Opening Doors to AI-Enabled Pathology
Finding a low-resource route to AI-enabled digital pathology
Talat Zehra | | Opinion
The COVID-19 pandemic changed what we define as “normal” in our lives – and many of those changes may be permanent. Take, for instance, digital pathology, which allowed us to continue working while avoiding unnecessary exposure during lockdown. Its adoption may have been rapid, but our use of digital tools will continue long after the crisis is over. Pathology is not new to the digital world – it has been over two decades since the introduction of whole-slide imaging (WSI) scanners. But as the world grappled with a deadly pandemic, digital pathology rose to the occasion and traveled like wildfire around the globe.

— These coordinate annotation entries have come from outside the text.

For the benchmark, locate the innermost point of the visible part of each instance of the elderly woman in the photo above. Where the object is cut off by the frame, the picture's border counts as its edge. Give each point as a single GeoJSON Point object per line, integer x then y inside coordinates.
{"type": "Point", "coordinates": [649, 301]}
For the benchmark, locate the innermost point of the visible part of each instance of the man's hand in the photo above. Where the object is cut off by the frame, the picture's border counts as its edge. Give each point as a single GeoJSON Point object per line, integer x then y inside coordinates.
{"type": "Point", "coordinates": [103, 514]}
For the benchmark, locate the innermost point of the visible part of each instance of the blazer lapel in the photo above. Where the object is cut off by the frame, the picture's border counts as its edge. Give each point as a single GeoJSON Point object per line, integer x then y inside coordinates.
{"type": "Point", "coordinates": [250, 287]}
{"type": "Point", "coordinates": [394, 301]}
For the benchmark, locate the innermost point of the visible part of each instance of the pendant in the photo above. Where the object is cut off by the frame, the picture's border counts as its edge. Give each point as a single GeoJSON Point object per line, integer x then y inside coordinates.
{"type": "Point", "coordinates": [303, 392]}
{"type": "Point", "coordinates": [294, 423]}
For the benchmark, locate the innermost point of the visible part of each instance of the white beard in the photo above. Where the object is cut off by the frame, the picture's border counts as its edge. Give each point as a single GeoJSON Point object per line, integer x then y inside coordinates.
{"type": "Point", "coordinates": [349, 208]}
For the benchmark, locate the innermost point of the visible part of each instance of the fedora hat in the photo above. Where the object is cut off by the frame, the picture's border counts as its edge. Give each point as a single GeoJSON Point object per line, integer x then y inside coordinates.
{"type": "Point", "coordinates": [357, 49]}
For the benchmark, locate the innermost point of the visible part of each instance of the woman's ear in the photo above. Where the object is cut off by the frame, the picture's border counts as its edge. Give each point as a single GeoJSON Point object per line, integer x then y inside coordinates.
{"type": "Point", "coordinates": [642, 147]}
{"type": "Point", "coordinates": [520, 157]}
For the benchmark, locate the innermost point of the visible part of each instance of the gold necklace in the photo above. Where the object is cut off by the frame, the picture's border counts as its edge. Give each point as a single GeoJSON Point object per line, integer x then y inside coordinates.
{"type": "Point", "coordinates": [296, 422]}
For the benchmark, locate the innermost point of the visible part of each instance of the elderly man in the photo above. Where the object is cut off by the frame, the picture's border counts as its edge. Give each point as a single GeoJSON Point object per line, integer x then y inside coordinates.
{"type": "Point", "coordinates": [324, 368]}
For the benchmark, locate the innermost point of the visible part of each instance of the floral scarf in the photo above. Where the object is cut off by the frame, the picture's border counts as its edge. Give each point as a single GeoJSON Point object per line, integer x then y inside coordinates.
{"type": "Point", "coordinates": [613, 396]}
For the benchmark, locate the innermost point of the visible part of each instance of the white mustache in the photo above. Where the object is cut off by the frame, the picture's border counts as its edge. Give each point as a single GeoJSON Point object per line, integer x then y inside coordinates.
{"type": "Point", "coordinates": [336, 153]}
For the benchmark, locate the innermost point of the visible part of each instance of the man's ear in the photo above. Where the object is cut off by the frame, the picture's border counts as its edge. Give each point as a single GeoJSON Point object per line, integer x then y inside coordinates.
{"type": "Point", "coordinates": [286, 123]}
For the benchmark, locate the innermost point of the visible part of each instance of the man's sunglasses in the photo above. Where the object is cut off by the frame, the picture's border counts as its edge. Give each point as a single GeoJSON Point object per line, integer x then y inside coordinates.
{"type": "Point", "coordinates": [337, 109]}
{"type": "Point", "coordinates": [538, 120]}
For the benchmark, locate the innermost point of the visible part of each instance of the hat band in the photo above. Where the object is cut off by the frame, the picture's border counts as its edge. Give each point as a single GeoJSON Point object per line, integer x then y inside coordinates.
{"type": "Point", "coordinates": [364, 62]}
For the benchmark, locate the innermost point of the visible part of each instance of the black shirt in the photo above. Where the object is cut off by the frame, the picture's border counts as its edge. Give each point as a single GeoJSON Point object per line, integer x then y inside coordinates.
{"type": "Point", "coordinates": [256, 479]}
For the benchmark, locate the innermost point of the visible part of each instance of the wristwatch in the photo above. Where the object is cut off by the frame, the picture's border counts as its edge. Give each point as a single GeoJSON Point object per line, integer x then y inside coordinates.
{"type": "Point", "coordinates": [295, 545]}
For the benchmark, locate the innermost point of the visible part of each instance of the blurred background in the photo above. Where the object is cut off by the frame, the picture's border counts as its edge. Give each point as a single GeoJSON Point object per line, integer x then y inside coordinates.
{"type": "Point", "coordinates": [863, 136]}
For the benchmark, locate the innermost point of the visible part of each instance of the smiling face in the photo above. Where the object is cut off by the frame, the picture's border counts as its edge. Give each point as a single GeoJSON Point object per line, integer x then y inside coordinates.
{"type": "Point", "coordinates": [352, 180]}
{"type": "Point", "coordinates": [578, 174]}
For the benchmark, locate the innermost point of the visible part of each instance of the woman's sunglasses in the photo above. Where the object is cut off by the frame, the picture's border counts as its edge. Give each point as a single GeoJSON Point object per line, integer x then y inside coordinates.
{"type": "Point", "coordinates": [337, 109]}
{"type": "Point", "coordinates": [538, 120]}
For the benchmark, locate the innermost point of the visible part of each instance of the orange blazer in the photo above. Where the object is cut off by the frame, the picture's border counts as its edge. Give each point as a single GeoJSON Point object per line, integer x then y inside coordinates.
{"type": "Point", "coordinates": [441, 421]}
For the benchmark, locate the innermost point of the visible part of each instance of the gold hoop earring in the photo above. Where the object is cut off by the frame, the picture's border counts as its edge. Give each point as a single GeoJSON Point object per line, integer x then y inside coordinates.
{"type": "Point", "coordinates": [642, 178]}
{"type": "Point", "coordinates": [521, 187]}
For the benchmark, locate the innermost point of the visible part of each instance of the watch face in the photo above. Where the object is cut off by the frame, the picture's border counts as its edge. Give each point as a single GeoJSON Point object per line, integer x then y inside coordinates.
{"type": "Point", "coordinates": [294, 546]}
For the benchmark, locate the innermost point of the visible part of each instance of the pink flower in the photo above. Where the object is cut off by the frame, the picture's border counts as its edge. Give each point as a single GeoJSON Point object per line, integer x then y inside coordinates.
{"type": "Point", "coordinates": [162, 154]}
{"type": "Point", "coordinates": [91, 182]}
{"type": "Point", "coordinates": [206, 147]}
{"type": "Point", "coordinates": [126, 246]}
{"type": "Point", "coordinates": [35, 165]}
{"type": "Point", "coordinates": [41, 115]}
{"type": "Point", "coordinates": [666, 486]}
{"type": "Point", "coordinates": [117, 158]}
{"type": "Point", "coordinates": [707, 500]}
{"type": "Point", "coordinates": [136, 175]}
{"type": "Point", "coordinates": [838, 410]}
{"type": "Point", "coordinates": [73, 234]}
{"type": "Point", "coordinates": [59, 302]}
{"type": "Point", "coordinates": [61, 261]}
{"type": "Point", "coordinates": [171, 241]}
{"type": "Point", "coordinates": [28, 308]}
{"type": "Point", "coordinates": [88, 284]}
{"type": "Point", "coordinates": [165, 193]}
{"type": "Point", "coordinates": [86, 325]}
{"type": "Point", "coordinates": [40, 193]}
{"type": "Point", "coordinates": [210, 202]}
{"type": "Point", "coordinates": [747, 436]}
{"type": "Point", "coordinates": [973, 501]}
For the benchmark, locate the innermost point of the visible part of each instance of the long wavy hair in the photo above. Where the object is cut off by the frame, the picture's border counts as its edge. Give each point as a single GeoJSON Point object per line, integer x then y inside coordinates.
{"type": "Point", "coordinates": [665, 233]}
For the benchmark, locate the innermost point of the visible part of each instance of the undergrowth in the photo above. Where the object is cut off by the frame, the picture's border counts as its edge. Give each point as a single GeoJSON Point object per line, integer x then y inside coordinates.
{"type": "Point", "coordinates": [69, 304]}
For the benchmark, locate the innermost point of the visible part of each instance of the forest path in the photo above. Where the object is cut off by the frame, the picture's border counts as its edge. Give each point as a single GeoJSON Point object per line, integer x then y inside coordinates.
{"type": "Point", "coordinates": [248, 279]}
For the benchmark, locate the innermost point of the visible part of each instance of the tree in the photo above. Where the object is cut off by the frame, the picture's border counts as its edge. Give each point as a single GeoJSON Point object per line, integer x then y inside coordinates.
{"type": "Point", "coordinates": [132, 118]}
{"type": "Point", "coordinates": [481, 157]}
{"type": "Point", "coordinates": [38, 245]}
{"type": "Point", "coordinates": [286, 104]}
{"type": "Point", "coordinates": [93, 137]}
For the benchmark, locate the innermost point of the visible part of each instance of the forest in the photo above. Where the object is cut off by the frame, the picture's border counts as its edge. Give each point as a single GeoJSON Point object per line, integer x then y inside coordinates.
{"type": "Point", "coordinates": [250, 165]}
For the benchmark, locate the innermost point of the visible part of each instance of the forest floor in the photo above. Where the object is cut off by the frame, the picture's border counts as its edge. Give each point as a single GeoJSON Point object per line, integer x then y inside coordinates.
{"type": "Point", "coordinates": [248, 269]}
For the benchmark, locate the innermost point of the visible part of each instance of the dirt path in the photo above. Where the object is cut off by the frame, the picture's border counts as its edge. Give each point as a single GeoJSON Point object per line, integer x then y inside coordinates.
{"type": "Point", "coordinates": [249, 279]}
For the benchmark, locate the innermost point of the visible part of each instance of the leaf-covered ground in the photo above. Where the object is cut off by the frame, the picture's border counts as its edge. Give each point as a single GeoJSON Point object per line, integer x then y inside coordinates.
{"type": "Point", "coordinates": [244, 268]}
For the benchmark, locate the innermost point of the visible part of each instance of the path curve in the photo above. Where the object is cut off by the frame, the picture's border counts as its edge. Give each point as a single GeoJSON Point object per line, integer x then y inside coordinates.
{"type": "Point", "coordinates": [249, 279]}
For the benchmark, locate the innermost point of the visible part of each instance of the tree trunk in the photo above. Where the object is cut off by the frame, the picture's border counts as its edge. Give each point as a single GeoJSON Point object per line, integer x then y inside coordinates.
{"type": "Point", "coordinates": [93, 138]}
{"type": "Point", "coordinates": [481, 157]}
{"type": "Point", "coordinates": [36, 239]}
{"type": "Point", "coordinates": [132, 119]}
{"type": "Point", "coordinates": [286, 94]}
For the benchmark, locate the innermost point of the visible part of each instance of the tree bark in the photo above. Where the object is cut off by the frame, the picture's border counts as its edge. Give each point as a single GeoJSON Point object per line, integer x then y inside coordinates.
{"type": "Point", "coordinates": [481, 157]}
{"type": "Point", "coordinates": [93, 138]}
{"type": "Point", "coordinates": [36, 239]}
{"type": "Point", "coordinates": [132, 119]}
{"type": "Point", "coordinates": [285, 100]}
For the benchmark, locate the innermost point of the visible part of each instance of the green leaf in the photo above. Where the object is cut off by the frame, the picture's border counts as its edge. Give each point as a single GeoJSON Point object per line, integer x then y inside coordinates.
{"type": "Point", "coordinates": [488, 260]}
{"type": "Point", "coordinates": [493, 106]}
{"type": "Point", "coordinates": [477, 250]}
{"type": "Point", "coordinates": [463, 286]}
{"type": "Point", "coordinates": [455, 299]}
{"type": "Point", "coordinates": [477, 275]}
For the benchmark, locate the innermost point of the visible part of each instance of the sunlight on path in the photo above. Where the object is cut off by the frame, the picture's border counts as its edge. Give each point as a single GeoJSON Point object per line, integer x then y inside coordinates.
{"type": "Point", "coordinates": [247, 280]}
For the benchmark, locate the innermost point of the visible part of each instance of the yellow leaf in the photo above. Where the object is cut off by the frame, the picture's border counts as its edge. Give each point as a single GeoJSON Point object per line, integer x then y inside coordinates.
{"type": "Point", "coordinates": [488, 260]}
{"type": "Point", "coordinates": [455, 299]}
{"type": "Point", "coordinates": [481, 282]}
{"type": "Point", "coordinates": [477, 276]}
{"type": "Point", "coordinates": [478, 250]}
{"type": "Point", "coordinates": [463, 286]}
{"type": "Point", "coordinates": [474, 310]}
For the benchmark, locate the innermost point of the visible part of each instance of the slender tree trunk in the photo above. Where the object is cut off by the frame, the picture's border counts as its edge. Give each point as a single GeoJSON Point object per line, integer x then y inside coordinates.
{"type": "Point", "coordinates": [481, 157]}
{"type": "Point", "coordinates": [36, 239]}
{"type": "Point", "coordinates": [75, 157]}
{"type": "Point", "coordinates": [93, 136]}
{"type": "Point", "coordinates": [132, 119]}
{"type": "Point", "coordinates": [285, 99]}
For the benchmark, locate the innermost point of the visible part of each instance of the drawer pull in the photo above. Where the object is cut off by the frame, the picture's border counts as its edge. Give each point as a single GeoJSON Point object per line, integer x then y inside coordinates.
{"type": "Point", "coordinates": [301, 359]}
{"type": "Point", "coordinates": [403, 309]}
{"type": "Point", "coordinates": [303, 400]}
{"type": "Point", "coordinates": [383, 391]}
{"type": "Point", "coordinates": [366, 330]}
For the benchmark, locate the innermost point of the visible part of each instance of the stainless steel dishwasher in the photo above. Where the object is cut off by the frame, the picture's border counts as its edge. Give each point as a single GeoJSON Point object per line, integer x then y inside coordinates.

Digital pathology lets pathologists in their homes connect to colleagues in any part of the world in an instant. Once the glass slides are digitized using WSI scanners, the images can be sent anywhere for second opinions, remote diagnoses, or educational purposes – removing physical barriers that cost time and money. Digitizing also ensures long-term slide preservation, whereas glass slide quality can fade over time and necessitate re-staining. And, of course, digitization opens the door to automated, artificial intelligence (AI)-enabled disease diagnosis and prognosis models in laboratories with sufficient resources and infrastructure. These automated methods can pick up small pathologies that are more easily missed on a busy slide in a busy lab. In the near future, AI-enabled digital pathology tools will achieve diagnostic and prognostic capabilities beyond the scope of traditional microscopy.
Developing countries contain more than two-thirds of the world’s population – and more than half of its cancer and endemic disease burden. Pathologists are scarce everywhere, but the situation is especially grave in the developing world. Digital and computational pathology can help – but AI-enabled techniques are beyond the reach of most low-resource organizations. Moreover, regulatory barriers and staff training present further challenges to adoption.
But all hope is not lost. Low-resource organizations can start their journeys toward digital pathology by leveraging resources from the open-source community. Many organizations offer free access to their WSI archives (for instance, The Cancer Genome Atlas, The Cancer Imaging Archive, the Digital Pathology Association’s Whole-Slide Imaging Repository, and more), although rapid downloading and local storage of these large datasets still presents a challenge. Another option is to use a microscope connected to a camera. A pathologist can photograph a region of interest for a particular pathology and then annotate it to train an automated AI model using open-source software (for instance, QuPath, ImageJ, Cytomine, Orbit, ASAP, or others). In this way, pathologists can make disease models even without high-tech scanners, large hard drives, or high-speed Internet.
Worldwide, one thing is clear: developing countries are the biggest source of data that must be preserved to make reliable disease models, analyze trends, and predict outcomes. Information is the fuel on which modern algorithms run – and the foundation on which the future of precision medicine depends. If we take responsibility for saving this data now, pathologists, patients, and technology innovators all win. Let’s work together to open the door to a new era of diagnostic medicine for all of humanity.